Dramatic, maybe, but the world is a stage after all so call me a full on variety show with masked dancers, monologues and the like. I’ve put apathy aside for now and tried to enter a sincere frame of mind to tell you all that what worries most is that as I am right now, a temperamental and exceedingly impatient old man, that I may just burn down every bridge around me and leave myself on lonely island with just my conscience for company.

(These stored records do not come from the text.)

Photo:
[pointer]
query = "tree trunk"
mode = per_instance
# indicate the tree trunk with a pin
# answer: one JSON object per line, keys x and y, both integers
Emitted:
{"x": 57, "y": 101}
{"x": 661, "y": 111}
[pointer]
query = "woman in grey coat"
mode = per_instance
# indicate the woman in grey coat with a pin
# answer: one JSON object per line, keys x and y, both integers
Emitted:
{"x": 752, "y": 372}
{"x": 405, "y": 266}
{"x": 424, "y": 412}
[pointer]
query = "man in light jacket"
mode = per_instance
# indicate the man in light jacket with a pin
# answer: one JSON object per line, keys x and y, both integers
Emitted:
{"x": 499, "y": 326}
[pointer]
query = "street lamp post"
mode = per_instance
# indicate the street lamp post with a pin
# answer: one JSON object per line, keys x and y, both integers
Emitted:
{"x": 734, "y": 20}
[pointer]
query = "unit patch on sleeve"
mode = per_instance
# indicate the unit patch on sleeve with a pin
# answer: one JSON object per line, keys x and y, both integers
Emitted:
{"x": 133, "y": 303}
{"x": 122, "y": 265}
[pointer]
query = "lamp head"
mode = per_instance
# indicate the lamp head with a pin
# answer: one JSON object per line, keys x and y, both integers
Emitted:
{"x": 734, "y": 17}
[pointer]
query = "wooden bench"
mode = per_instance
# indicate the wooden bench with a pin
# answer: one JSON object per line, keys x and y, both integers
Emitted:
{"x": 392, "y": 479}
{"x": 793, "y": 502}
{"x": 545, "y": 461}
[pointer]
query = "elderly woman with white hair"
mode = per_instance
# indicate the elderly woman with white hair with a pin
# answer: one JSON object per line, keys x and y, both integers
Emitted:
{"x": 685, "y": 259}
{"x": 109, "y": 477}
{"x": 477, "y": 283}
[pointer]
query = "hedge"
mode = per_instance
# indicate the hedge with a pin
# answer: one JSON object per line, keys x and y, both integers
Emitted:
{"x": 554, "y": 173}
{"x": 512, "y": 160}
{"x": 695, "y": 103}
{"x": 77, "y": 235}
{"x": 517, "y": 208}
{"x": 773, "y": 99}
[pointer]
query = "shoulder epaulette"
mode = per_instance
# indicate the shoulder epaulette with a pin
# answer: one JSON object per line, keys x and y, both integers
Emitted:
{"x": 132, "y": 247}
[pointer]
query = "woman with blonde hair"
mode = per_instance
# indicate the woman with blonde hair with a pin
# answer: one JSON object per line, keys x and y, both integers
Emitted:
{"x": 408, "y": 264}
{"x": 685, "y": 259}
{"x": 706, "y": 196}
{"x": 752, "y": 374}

“Cocked that up eh? Man of honour eh? You’re full of shit and then you wonder why people complain about the smell when you insist on unloading said shit onto everyone else’s heads?”

I’ve got a good circle of friends and my girlfriend, Alice, is the most supportive woman I’ve ever met and could possibly ever ask for and bless her heart, she’s seen me change from the happy-go-lucky cowboy who never says die to a greyhound with a limp and no nose. I talk about this like it happened over years, but I was the kind of guy who reckoned he could punch through brick no less than two years ago. I hear my former self sneer at me at times and demand of me that I get up on my feet and stop being such a pussy but having no ground to stand on makes getting up a damn site harder. Literally feels like a lifetime ago I was the king but it was only just yesterday in the grand scale of things so I know I can undo the damage I’ve done to myself as swiftly as I’ve done it.

You hear that world? I’m down but not out, and I might be weak at this moment in time but I want you to think that so you get cocky and put your foot down on my back, because then it’ll make getting up and kicking your arse all the more satisfying. Rest assured, I was kicking the shit out of you once upon a time, with a smirk on my face as I did so, and I will do so once again if it means I die straight afterwards. I’m not the only one coming back up from the depths of hell though; you know you can do the same if it means that much to you. You, the anxious, the unloved, the sick, the poor, should all rise up and fight your battles once again because there is no defeat as long as there is blood in your veins to lose.

Give me my victory or give me my death.